In the context of RF, the Fourier transform can take extremely complex signal variations and translate them into frequency-domain components that are far more informative than the original time-domain waveform.
The details involved in computing the Fourier transform or the discrete Fourier transform (DFT) are not trivial; however, this is not something we have to worry about at this point. You can understand and employ frequency-domain techniques even if you know very little about the underlying mathematical procedures.
The Fourier transform produces expressions that reveal a signal’s frequency content, and the DFT produces corresponding numerical data. However, in the context of practical engineering, a graphical representation is often much more convenient.

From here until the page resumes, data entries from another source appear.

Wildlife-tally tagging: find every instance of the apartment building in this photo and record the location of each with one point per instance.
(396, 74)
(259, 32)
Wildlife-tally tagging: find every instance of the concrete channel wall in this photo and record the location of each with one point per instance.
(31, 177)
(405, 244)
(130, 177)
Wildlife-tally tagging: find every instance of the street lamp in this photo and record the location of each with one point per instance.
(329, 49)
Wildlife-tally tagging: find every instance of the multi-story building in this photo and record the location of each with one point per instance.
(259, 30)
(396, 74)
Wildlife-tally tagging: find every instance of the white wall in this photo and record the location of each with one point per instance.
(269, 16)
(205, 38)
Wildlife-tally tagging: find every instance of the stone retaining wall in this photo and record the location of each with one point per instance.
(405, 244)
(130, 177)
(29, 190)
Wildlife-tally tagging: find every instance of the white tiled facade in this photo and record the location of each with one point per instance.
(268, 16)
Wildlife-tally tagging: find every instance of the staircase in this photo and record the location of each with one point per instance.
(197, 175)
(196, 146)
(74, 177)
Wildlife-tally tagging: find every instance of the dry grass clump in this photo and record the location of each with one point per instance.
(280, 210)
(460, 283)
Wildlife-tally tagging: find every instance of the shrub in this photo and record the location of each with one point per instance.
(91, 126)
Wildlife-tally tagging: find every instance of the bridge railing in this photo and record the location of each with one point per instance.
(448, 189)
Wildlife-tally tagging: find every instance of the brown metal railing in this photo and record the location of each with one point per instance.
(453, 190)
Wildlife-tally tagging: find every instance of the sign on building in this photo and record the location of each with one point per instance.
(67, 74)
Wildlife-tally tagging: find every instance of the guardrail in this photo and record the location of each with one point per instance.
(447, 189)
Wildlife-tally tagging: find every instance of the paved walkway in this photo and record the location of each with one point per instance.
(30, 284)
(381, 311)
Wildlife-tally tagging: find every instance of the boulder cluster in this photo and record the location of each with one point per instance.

Eventually these frequency-domain plots become as normal and intuitive as an oscilloscope trace.
A frequency-domain plot is referred to as a spectrum. The idealized spectrum for a 1 MHz sinusoid is as follows:
The vertical arrow indicates that a certain amount of “energy” is present at 1 MHz. The line portion of the arrow is so thin because this idealized signal has absolutely no other frequency components—all the energy is concentrated exactly at 1 MHz.

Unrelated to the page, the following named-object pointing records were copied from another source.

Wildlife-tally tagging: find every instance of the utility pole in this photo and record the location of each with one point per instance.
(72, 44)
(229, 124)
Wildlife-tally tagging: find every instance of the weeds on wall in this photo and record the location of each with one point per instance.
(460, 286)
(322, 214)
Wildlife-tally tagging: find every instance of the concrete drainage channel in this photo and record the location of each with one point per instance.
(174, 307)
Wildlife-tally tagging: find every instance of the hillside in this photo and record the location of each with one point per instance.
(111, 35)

If we used a summing circuit to combine this perfect 1 MHz sinusoid with a perfect 2 MHz sinusoid, the spectrum would be the following:
This frequency-domain plot provides very clear data regarding the frequency characteristics of our new signal. If you are primarily interested in the non-instantaneous frequency-related behavior of your circuit, the spectrum gives you the information you need. In contrast, the time-domain waveform is not straightforward:
It is far less obvious that this trace is the result of adding one sinusoidal quantity of frequency f to a second sinusoidal quantity of frequency 2f.

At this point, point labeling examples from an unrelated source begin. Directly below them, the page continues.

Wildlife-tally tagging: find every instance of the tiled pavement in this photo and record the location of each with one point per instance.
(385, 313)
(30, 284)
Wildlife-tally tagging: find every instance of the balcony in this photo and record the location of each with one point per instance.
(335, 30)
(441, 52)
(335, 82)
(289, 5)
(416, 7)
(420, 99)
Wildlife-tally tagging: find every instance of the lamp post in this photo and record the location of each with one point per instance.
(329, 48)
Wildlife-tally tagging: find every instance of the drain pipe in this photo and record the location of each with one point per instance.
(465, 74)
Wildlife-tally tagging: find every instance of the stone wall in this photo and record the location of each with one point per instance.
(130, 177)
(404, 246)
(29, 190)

The thin-vertical-arrow frequency components shown above are mathematical constructs; real-world spectral measurements look more like this:
Why the discrepancy? First of all, the resolution of the measurement system is limited, and such limitations inherently compromise whatever “ideal” qualities might be present in the original signal. But even if we had an infinitely accurate measuring device, the spectrum would differ from the mathematical version because of noise.
The only type of signal that could produce the “pure” spectral components shown in the previous section is a perfect sinusoid—i.e., no noise and no variations in period or amplitude. Any deviation from the characteristics of a perfect sinusoid would introduce additional frequency components.
An intuitive example is phase noise: It is not practical to expect a real-world oscillator to always produce the exact same frequency; inevitably there will be (hopefully small) variations in the actual duration of a cycle, and this is called phase noise. If you collect data covering one thousand cycles and then perform spectral analysis, you are effectively averaging the frequency content of those one thousand cycles. The result will be the spectral shape shown above; the width of the waveform corresponds to the averaged deviation from the nominal frequency.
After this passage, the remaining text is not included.